The sale, the equivalent of 20 per cent of the company's equity, will be heavily dilutive. Its last big stock sale two years ago, which raised Rs80 billion, caused the bank's shares to under-perform for some months.

But Kamath and his team probably deserve some benefit of the doubt. Since that last capital-raising, ICICI shares have rebounded 80 per cent. As he said last week, if India's economy is going to continue to grow at breakneck speed, its banks are going to have to grow with it.

The last twist in the takeover of Countrywide, the perplexingly popular UK real estate agency, makes you wonder whether there is any longer such a thing as a "normal" bid. The group does finally seem to have fallen, after seven-and-a-half months, to an offer from Apollo, the US private equity firm. Even that bid had to be sweetened on the last day to see off 3i, a British buy-out fund whose first recommended offer was ignominiously rejected by shareholders in January.

Once upon a time, an agreed offer would have been nodded through, provided investors trusted the board's judgment. But, as Christopher Sporborg, the Countrywide chairman, has said, relationships with long-only funds count for little once aggressive, short-term investors buy in.
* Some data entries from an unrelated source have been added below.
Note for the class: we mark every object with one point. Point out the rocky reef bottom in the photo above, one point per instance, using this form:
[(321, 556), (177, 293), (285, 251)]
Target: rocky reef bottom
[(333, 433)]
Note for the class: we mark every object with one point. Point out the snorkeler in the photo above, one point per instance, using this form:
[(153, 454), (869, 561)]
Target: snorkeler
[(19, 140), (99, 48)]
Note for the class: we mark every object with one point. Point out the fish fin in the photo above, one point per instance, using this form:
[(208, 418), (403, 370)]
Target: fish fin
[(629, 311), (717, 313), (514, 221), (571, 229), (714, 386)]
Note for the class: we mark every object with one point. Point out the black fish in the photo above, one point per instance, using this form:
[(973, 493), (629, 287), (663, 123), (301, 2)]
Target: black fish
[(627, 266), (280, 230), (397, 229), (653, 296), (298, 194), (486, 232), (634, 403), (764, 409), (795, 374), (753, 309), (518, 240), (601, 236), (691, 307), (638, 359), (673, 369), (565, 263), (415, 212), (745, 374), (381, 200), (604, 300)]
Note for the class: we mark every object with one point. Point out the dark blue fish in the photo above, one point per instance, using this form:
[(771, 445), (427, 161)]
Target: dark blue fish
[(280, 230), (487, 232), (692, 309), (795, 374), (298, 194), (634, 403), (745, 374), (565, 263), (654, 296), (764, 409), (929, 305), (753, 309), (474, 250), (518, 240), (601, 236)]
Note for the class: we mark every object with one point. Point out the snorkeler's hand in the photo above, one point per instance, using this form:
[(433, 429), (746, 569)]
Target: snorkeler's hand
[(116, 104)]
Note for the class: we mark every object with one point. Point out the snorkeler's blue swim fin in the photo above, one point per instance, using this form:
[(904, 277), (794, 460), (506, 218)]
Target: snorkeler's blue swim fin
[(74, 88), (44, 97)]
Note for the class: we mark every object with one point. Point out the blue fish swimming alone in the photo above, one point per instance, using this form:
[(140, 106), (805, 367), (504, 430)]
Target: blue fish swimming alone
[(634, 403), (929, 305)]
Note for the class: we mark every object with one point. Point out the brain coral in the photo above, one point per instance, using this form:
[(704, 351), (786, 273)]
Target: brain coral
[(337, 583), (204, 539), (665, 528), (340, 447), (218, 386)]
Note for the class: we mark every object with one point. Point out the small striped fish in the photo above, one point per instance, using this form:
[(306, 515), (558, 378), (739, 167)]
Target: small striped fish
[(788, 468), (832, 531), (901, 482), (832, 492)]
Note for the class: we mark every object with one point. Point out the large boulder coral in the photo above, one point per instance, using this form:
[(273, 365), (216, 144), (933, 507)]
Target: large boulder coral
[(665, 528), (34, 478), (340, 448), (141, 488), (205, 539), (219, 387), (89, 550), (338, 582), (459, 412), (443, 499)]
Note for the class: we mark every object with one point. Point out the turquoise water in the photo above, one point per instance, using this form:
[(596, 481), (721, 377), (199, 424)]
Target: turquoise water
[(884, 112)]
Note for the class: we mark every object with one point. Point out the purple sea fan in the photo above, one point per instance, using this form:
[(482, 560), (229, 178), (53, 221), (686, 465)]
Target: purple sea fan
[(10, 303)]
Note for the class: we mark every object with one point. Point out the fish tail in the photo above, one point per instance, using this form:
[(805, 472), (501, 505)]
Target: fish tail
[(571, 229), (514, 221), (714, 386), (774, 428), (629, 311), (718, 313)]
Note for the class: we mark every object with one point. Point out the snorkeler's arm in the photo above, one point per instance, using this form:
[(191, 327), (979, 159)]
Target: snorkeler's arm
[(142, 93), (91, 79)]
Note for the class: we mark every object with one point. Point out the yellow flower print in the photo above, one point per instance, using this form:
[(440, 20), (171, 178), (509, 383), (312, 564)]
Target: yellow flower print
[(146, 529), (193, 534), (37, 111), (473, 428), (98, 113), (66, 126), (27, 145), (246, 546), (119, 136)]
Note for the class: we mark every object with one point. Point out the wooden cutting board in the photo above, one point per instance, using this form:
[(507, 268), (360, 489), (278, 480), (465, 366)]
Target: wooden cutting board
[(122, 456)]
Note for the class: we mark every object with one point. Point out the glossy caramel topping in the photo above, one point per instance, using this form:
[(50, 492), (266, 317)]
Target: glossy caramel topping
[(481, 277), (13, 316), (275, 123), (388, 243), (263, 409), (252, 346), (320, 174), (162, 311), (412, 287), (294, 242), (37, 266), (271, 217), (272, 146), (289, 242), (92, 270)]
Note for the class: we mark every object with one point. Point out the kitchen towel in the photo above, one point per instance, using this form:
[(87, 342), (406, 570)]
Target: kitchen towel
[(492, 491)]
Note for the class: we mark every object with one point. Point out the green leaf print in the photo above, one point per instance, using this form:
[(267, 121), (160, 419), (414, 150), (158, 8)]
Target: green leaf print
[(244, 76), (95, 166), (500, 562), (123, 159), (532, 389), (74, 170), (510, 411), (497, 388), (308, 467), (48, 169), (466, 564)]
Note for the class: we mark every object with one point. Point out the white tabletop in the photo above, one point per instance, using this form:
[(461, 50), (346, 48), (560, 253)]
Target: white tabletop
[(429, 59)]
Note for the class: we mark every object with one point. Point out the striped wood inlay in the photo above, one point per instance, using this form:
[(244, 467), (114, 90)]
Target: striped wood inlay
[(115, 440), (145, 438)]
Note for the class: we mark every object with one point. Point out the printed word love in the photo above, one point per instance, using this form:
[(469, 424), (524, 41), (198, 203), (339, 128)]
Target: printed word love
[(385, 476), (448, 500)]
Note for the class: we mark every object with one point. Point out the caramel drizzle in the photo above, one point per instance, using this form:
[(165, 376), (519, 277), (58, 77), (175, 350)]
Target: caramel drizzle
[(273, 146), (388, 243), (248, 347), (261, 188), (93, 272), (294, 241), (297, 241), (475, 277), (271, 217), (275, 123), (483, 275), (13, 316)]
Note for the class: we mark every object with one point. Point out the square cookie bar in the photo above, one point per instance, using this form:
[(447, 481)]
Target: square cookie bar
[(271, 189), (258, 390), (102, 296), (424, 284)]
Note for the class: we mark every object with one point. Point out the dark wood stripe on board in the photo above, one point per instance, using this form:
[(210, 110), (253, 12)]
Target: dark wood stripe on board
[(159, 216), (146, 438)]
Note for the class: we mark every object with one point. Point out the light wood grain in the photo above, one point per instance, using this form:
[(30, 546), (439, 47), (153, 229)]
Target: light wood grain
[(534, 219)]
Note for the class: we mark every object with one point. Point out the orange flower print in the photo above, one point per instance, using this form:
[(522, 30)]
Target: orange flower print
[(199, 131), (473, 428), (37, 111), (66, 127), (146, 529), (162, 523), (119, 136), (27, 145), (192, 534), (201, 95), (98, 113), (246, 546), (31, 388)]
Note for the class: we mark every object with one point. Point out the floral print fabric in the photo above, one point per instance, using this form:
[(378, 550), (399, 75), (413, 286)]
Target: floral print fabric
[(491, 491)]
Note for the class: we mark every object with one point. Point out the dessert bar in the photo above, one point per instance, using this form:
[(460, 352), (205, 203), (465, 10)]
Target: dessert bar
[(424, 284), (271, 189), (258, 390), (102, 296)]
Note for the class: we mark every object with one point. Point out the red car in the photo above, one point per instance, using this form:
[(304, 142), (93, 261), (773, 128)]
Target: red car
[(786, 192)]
3i has not emerged well from this. It made a tactical error in billing its original bid as "final" which, under UK takeover rules, meant it could not be raised when the extent of investor opposition became clear. Apollo stepped in almost as soon as that offer was defeated, at which point 3i was clear to bid again. But the final auction of Countrywide took place behind the scenes, with Apollo exercising its right to match the UK firm's proposals.

Polygon, the hedge fund, emerges as a winner - assuming that, despite a toppy UK housing market, its aggressive assessment of Countrywide's long-term prospects is correct. It started as the holder of a speculative stake in Countrywide and ended up as a 29.9 per cent shareholder.
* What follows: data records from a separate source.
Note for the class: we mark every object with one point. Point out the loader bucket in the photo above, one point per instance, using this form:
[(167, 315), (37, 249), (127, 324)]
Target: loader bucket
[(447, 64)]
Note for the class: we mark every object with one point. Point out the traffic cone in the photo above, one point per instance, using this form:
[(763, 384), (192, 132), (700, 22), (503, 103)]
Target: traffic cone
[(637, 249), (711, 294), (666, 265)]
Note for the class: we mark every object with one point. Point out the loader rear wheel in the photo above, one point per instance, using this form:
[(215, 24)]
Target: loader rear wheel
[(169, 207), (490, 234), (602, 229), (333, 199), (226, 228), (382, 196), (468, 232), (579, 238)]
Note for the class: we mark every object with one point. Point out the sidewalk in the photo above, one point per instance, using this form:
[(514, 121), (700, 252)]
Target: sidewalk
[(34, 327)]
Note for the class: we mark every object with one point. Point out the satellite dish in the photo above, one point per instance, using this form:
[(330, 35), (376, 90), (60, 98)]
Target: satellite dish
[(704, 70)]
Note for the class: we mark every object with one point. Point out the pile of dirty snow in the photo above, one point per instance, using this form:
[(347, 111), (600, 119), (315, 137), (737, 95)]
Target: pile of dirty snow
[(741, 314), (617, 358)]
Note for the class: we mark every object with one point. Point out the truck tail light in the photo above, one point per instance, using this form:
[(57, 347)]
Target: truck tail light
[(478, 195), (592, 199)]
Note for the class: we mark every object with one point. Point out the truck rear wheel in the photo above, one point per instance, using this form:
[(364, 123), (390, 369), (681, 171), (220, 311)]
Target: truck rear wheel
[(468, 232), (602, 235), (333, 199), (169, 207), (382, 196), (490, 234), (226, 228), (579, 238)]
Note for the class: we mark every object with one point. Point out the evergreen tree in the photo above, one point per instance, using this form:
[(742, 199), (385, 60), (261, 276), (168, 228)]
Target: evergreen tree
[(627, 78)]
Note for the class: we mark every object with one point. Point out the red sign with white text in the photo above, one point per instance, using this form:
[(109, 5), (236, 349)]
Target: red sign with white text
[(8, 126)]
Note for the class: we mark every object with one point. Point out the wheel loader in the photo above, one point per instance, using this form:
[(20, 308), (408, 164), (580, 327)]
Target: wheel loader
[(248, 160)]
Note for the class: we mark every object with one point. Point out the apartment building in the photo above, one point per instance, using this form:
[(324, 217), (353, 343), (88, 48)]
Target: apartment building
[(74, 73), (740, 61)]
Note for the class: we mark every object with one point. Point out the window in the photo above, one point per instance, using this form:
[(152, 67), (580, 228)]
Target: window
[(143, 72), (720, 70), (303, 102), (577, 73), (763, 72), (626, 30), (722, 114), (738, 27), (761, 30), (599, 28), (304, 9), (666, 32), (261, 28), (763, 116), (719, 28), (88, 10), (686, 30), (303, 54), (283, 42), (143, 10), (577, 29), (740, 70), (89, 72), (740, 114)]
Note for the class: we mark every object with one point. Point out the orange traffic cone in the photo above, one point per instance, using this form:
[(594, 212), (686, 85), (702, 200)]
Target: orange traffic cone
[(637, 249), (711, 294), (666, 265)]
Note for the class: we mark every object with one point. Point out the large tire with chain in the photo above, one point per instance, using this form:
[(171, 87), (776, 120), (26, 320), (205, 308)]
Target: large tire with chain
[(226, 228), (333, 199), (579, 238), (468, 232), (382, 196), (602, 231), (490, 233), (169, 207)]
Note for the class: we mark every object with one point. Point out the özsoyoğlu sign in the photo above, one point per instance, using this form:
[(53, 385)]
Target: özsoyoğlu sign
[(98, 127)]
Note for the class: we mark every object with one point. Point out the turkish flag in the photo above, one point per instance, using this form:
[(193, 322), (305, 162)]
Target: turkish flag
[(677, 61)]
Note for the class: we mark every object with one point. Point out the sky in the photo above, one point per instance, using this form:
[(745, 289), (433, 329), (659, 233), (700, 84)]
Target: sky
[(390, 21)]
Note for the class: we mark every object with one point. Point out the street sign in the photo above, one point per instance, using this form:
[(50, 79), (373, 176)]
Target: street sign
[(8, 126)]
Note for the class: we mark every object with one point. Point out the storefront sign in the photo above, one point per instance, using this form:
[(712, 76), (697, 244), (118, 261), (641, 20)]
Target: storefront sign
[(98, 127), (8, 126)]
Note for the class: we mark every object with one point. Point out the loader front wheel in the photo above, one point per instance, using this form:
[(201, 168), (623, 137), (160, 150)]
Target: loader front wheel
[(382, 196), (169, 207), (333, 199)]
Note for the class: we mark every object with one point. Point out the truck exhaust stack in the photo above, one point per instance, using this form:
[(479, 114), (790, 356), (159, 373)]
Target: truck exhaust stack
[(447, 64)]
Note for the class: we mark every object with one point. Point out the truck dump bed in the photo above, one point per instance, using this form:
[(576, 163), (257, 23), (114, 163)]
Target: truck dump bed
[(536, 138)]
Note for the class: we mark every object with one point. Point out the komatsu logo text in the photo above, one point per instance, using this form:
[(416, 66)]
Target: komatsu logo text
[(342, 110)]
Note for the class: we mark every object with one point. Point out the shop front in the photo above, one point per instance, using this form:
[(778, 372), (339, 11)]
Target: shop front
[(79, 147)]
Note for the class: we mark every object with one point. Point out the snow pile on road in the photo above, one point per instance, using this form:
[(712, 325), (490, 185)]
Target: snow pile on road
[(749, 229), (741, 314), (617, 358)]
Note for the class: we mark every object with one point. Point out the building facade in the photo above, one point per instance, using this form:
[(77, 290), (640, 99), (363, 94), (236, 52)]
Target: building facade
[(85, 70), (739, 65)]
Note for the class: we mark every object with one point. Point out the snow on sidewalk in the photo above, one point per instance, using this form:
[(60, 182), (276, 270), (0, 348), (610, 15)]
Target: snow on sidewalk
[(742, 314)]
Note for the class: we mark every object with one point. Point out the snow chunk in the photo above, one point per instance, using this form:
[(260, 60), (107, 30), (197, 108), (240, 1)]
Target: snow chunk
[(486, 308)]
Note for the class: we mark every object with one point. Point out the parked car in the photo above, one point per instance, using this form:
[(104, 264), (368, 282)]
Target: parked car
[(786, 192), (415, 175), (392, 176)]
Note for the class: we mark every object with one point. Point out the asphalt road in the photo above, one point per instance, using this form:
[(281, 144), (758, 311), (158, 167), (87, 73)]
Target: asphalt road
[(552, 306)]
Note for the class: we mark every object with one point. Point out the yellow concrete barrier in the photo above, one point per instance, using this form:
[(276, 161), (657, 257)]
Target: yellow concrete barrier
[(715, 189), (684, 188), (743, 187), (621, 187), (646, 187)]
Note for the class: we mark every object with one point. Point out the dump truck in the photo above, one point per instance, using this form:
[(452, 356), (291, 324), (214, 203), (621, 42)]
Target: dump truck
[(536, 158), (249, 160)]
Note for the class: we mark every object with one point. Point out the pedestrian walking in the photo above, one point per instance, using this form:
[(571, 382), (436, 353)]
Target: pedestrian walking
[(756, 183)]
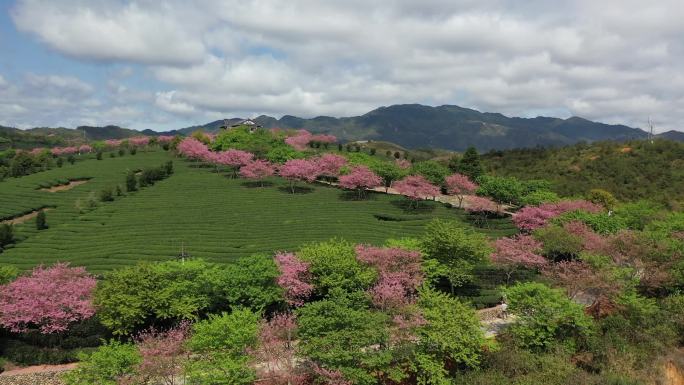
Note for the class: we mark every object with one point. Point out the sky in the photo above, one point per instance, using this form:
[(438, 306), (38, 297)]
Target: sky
[(170, 64)]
As such, it successfully insisted on receiving "stub equity" in the continuing business from Apollo. Long-only shareholders generally shun the offer of an illiquid minority stake. Its use here is a sign of how alternative asset managers are calling the shots. In other respects, however, the deal underlines how they have made the process less certain.

The dispiriting lesson of Countrywide is that when "recommended" no longer counts as a recommendation, "final" no longer means "final", and bidders have to pander to individual blocs of shareholders, boards will struggle to do the right thing.